Thursday, May 31, 2012

Not-Horrible Things to Do in London, Part II

London is horrible. Let me establish this from the outset. Nothing will convince me that London is not an overpriced cesspool of filth and stale beer, constituted of identical chain-filled "High Streets" from which it is impossible to travel from one to the other without invariable Tube signal failures (two unplanned last weekend alone), where Health and Safety conspire to ruin any sort of enjoyment of life's myriad opportunities without remotely preserving health or safety, and where sandwiches contain more mayonnaise than filling.

Nothing, that is, except the Victoria and Albert Museum, which single-handedly caused me to research property prices in London for next year before realizing that the Very English Boyfriend and I don't fancy paying 400 quid apiece to share a tiny studio and a single bed in Brent Cross.

Best. Tea Room. Ever.
The V&A is, quite simply, a Best Thing Ever. Not only is it free, gorgeously laid out in a Great Nineteenth-Century Generalist way that allows for a combination of learning and sheer awe at the vast cultural repository of beauty the monarchy's managed to build up over the years. The VEB and I accidentally wandered into an expertly-given free tour entitled "Sex, Love, and Death in the Middle Ages" ("Super!" crowed the VEB, before making quietly English remarks about Sir Gawain and the plot of Hamlet - there are few places where being a Medievalist-turned-Shakespearean-actor is more useful than on a "Sex, Love, and Death in the Middle Ages" Tour at the V&A. In fact, it may be the only place being a Medievalist-turned-Shakespearean-actor remotely useful.) It was remarkable not only for the wealth of facts, but also guide's wonderful MiddleclassEnglishness ("should we be talking about sex on Sundays?")

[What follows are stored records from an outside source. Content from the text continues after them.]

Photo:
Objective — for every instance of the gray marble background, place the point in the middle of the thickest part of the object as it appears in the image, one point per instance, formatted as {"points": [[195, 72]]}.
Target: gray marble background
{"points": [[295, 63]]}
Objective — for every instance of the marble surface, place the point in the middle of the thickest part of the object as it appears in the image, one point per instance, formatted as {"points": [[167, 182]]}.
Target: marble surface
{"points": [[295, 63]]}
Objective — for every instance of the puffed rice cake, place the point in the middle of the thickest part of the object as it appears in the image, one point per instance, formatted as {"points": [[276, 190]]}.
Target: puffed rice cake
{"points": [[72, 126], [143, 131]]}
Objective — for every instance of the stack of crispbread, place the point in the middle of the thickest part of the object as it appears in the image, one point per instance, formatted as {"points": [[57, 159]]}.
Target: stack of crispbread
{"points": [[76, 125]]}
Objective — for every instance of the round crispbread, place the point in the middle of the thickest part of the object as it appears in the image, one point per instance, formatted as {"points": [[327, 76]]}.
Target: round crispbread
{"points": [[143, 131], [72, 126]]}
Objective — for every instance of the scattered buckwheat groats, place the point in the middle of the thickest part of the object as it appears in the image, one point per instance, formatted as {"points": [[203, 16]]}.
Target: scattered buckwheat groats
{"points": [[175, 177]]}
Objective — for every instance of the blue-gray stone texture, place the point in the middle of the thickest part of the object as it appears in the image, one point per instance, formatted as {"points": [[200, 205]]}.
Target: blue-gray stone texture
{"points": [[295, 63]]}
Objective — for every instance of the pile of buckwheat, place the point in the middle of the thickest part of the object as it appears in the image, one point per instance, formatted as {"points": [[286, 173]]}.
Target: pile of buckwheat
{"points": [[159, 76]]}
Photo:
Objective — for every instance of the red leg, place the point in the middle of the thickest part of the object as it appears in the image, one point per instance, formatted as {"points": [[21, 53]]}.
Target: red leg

Also, there is This Tea Room, which has £2.50 cappucinos and £5 cream teas (reasonable for South Kensington, slightly higher than Oxford prices), and looks like the Pera Palace on crack. It's not just the sort of place to write a novel. It's the sort of place to write a bloody epic.


It must have been the sun, however, because apparently the whole weekend consisted of Not-Horrible Things in London (tube delays excepted). The area around Mile End Tube Station is quite beautiful (we found a gorgeous Gothic church tucked away behind a residential street), unlike the seedy Bethnal Green - despite smelling like beer, Roman Road is filled with exciting second-hand shops (promising shoes, not my size) and a market that feels like a cross between Palermo and Istanbul (even if it gives the VEB agoraphobia), and Victoria Park has a marvelously inventive children's adventure playground that I very nearly started clambering on!

But that wasn't all! (What, you say? More nice things in London?) We also discovered that Shoreditch, once the site of one of our most disappointing nights out of all time (ten pounds for mediocre cocktails in a 1920's-themed "decadence" bar filled with staggering hen-nighters) is actually not that bad, despite being uniformly filled with hipsters sporting grubby fur coats, bright red lipstick, and no pants. We found an eclectic used booksale in front of Shoreditch Church, sat outside (!) drinking free refills of coffee at retro pancake house (and VEB's new "best thing in London") Love Shake.


But perhaps our Very Best Thing in London (other, of course, than the V&A) was our inaugural visit to Hampstead Heath, one of the few London parks that doesn't feel depressingly manicurized. Enormous, sprawling, and possessed of a SWIMMING POND (albeit a rather small one you, predictably, have to queue for), Hampstead Heath lured us all the way from Debden for two visits in two days! It has grass, sunshine, a gorgeous pergola, and DEER in Golders Hill Park! FUZZY DEER! IN A DEER PARK! (along with a confused-looking rhea that isn't sure whether or not it's a deer)

Such a weekend would have been perfect had we been able to conclude it with falafel at Golder's Green. However, it was Shavuot, and we arrived to find everything remotely Hebraic in a two-mile radius closed...

Fleur's Verdict: London is not horrible in small doses, as long as it's sunny and the Tube doesn't break down and you don't have to eat anything. The V&A is amazing. Hampstead has a Hungarian patisserie. You can buy comfortable shoes for three pounds on Bethnal Green Road. The Overground is preferable to the Tube. People in Shoreditch don't wear any trousers.